There is a problem with home-grown talent for Dynamics NAV and AX: there’s simply not enough of it. With what seems to be a dearth of new UK talent entering the partner community, how can partners continue to grow their services revenue in line with Microsoft’s growth aspirations for the Dynamics market?
It’s been over ten years since the original Navision and Axapta solutions were brought into the Microsoft fold. Rightly, Microsoft expects these significant investments to deliver year-on-year growth. This filters down to the partner community with Microsoft continuing to revise up its expectations of NAV and AX system integrators to deliver ever-greater levels of customer wins and deployments.
Each partner conference places great emphasis on ratios detailing the amount of services revenue Microsoft believes should be attached to every licensing sale, but where these calculations fall down is that they do not appear to be related to the actual capacity available in the channel.

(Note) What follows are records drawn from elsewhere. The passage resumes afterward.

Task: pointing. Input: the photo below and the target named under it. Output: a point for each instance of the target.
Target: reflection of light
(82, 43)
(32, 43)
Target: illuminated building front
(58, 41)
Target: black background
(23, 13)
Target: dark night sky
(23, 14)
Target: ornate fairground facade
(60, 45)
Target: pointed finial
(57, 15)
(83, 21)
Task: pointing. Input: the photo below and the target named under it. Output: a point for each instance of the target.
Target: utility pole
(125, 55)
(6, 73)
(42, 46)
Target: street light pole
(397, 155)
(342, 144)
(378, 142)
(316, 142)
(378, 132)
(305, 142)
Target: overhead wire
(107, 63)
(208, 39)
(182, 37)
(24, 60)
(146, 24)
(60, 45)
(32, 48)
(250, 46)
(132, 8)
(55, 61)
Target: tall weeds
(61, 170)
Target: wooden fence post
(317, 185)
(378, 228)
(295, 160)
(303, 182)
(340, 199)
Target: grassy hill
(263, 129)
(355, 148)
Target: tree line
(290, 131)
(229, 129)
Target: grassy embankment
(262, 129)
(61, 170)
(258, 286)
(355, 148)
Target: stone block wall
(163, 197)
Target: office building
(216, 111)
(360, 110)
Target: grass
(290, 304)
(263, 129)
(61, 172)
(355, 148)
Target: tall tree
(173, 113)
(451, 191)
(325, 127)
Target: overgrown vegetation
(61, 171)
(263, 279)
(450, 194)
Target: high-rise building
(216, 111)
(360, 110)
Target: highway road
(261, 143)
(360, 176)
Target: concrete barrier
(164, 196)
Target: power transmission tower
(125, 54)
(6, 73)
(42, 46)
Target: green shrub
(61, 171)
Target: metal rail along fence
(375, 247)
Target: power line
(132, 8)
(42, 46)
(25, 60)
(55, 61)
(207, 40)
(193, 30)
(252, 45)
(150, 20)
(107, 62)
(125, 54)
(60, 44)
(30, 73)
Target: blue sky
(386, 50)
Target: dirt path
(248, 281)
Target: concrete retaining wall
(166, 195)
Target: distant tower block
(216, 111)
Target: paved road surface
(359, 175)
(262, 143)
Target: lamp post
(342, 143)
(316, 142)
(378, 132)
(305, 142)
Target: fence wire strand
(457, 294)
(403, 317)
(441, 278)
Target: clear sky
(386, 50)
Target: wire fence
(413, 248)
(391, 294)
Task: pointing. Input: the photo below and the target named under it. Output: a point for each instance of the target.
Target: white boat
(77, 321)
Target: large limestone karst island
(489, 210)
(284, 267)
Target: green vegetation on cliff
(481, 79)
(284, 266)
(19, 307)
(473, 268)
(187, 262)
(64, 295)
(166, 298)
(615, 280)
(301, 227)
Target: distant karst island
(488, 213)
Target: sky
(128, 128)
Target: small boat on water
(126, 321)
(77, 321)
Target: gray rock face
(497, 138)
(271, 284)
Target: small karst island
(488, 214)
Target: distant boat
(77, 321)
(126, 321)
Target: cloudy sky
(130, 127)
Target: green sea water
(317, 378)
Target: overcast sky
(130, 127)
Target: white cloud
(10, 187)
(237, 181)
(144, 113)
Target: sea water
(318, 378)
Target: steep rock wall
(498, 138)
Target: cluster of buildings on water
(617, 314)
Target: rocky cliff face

I’ve yet to meet a successful AX or NAV practice with banks of consultants or developers ‘on the bench’, so if a shortage of skilled staff is hindering your ability to grow, how can you address this if the local candidate pool is empty?
Turning to the overseas market
I’m finding part of the solution in overseas job seekers.
The economic challenges across Central and Southern Europe, coupled with the employment opportunities and preferential taxation rates in the UK, have led to experienced overseas NAV and AX consultants seeking work in Britain – and a marked increase in the number of non-UK developers and consultants that have approached me in the past twelve months.
At this point in time, I think these candidates are a great asset for the UK NAV and AX community as they can bring additional depth to a partner practice thanks to their technical skills and knowledge of foreign markets. This is often coupled with lower salary expectations, which for any business monitoring its recruitment costs is no bad thing.
An attack on UK developers and consultants?
One question I am often asked: “is this not removing opportunity for UK developers and consultants?” And my answer is “absolutely not.” There isn’t a move against home-grown talent, in fact we have clients that are expressly demanding UK-educated candidates, especially client-facing consultants. But we do have to be realistic. There’s a shortage of certain core skills coupled with experience and expertise. Filling the gaps left by that shortage means looking overseas. Having a new pool of people can only be a positive thing, and until we can find a way to increase the amount home-grown talent we have, we should accept that a portion of this will be from other countries.
I think the big challenge is going to be when the home economies of our overseas talent improve and they decide to go back. Where will we find our rising stars then? That’s the problem with home-grown talent for Dynamics.